Objective: To determine whether subclinical hypothyroidism causes decrements in health status, mood, and/or cognitive function.

Design: Double-blinded, randomized, cross-over study of usual dose L-thyroxine (L-T4) (euthyroid arm) vs. lower dose L-T4 (subclinical hypothyroid arm) in hypothyroid subjects.
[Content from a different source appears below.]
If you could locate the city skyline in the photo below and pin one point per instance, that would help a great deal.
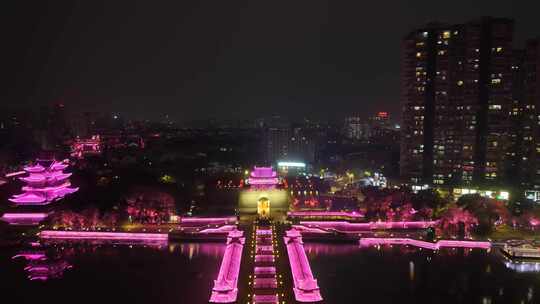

Patients: Nineteen subjects on L-T4 therapy for primary hypothyroidism.

Measurements: Subjects underwent measurements of health status, mood, and cognition using validated instruments: Short Form 36 (SF-36), Profile of Mood States (POMS), and tests of declarative memory (Paragraph Recall, Complex Figure), working memory (N-Back, Subject Ordered Pointing, Digit Span Backwards), and motor learning (Pursuit Rotor). The same measures were repeated after 12 weeks on each of the study arms.

Results: Mean TSH levels increased to17 mU/L on the subclinical hypothyroid arm (p < .0001). Mean free T4 and free T3 levels remained within the normal range. The POMS fatigue subscale and SF-36 general health subscale were slightly worse during the subclinical hypothyroid arm. Measures of working memory (N-Back, Subject Ordered Pointing) were worse during the subclinical hypothyroid arm. These differences did not depend on mood or health status, but were related to changes in free T4 or free T3 levels. There were no decrements in declarative memory or motor learning.

Conclusions: We found mild decrements in health status and mood in L-T4 treated hypothyroid subjects when subclinical hypothyroidism was induced in a blinded, randomized fashion. More importantly, there were independent decrements in working memory, which suggests that subclinical hypothyroidism specifically impacts brain areas responsible for working memory.